Open Questions and Considerations
- Security and Trust: How to establish trust in MCP servers, especially those from unknown sources.
- Data Governance: Best practices for data governance and access control.
- Debugging and Observability: Need for better debugging tools and observability patterns for complex MCP-based systems.
- Evaluation: How to evaluate and test MCP servers, including handling regressions as servers evolve.
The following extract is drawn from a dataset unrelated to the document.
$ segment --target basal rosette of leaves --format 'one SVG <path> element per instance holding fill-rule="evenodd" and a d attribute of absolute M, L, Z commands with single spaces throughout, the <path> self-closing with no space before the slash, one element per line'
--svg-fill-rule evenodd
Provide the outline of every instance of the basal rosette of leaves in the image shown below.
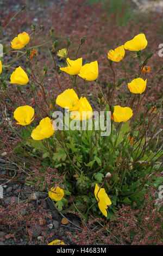
<path fill-rule="evenodd" d="M 22 37 L 22 34 L 26 35 L 25 38 Z M 146 36 L 148 39 L 148 35 Z M 62 196 L 59 193 L 59 200 L 55 200 L 57 203 L 54 200 L 54 203 L 63 212 L 67 209 L 73 210 L 86 220 L 90 214 L 95 217 L 104 217 L 98 205 L 104 199 L 103 197 L 98 198 L 98 192 L 96 197 L 94 194 L 97 184 L 99 193 L 104 191 L 100 191 L 101 189 L 105 189 L 104 194 L 111 202 L 105 208 L 107 211 L 105 216 L 109 219 L 123 204 L 133 208 L 141 208 L 146 188 L 150 185 L 155 187 L 161 185 L 162 178 L 159 174 L 162 170 L 160 164 L 162 152 L 158 142 L 162 131 L 162 100 L 158 102 L 155 97 L 149 102 L 146 96 L 153 88 L 148 74 L 142 71 L 153 54 L 149 52 L 147 56 L 143 55 L 143 49 L 148 47 L 146 36 L 142 34 L 135 35 L 127 42 L 121 42 L 115 51 L 110 52 L 111 49 L 108 49 L 105 53 L 106 58 L 109 56 L 107 68 L 111 71 L 112 77 L 111 81 L 108 81 L 108 86 L 105 90 L 100 82 L 100 77 L 103 75 L 99 68 L 101 63 L 97 59 L 83 61 L 82 56 L 78 56 L 80 48 L 86 44 L 85 36 L 81 39 L 79 47 L 76 49 L 76 56 L 68 56 L 68 58 L 70 40 L 67 40 L 63 49 L 60 48 L 56 40 L 51 42 L 53 42 L 49 53 L 53 62 L 52 71 L 48 70 L 49 67 L 46 65 L 41 69 L 37 52 L 34 53 L 36 46 L 33 45 L 32 35 L 29 36 L 24 32 L 20 32 L 16 39 L 11 39 L 12 44 L 14 41 L 16 45 L 19 38 L 22 40 L 18 48 L 15 46 L 11 49 L 12 52 L 14 49 L 14 53 L 16 49 L 15 58 L 9 63 L 5 63 L 5 58 L 1 59 L 1 89 L 14 108 L 11 121 L 8 121 L 10 120 L 6 114 L 7 108 L 3 98 L 1 104 L 6 114 L 8 125 L 17 138 L 16 147 L 14 147 L 14 143 L 11 146 L 11 157 L 14 155 L 18 164 L 26 168 L 29 175 L 26 184 L 31 186 L 37 184 L 37 187 L 46 191 L 47 196 L 51 187 L 54 188 L 54 193 L 57 193 L 57 185 L 54 186 L 54 184 L 60 182 L 59 177 L 62 177 L 61 182 L 57 185 L 63 191 Z M 148 48 L 149 52 L 152 49 Z M 125 62 L 127 51 L 137 65 L 137 73 L 132 74 L 131 80 L 128 77 L 128 63 Z M 20 59 L 17 52 L 26 56 L 27 59 L 21 72 L 16 70 L 15 62 Z M 62 60 L 60 63 L 62 67 L 57 63 L 58 56 Z M 123 65 L 125 73 L 121 80 L 118 80 L 115 67 L 120 64 Z M 8 69 L 11 66 L 12 72 Z M 26 70 L 26 66 L 28 67 Z M 162 67 L 158 69 L 156 75 Z M 57 84 L 60 90 L 55 95 L 51 95 L 48 92 L 45 82 L 51 72 L 55 72 L 55 86 Z M 62 87 L 62 83 L 60 82 L 65 75 L 69 76 L 70 81 L 66 89 Z M 159 77 L 160 82 L 161 79 L 162 77 Z M 123 86 L 126 87 L 126 93 L 121 94 L 122 81 L 125 81 Z M 87 93 L 90 83 L 98 92 L 95 101 Z M 9 91 L 12 87 L 17 88 L 21 101 L 13 101 L 10 96 Z M 25 97 L 26 93 L 23 94 L 22 88 L 24 91 L 28 90 L 28 97 Z M 76 125 L 77 121 L 81 124 L 82 120 L 85 120 L 87 124 L 94 110 L 103 111 L 106 123 L 106 112 L 110 111 L 110 133 L 108 136 L 102 136 L 104 131 L 100 127 L 96 130 L 93 121 L 92 130 L 87 128 L 86 130 L 73 130 L 64 125 L 66 117 L 63 125 L 65 129 L 56 130 L 58 124 L 57 118 L 54 118 L 54 112 L 61 109 L 64 114 L 64 109 L 67 107 L 69 116 L 66 118 L 70 123 L 73 121 Z M 11 109 L 12 108 L 11 107 Z M 83 114 L 74 116 L 73 111 L 79 114 L 82 111 L 89 113 L 85 116 Z M 25 167 L 24 161 L 27 161 Z M 38 170 L 37 175 L 34 167 Z M 48 180 L 48 173 L 46 177 L 49 167 L 55 170 L 58 178 Z M 48 182 L 45 185 L 47 180 Z"/>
- Best Practices: Still developing, community is in search of best practice
Conclusion
Anthropic’s MCP represents a significant step towards a more connected and scalable AI ecosystem. By standardizing the way AI applications interact with external systems, MCP promises to unlock the full potential of AI assistants and agents, enabling them to access and leverage data more effectively. The ongoing development of features like remote servers, OAuth support, and the MCP Registry will further enhance the protocol’s usability and adoption.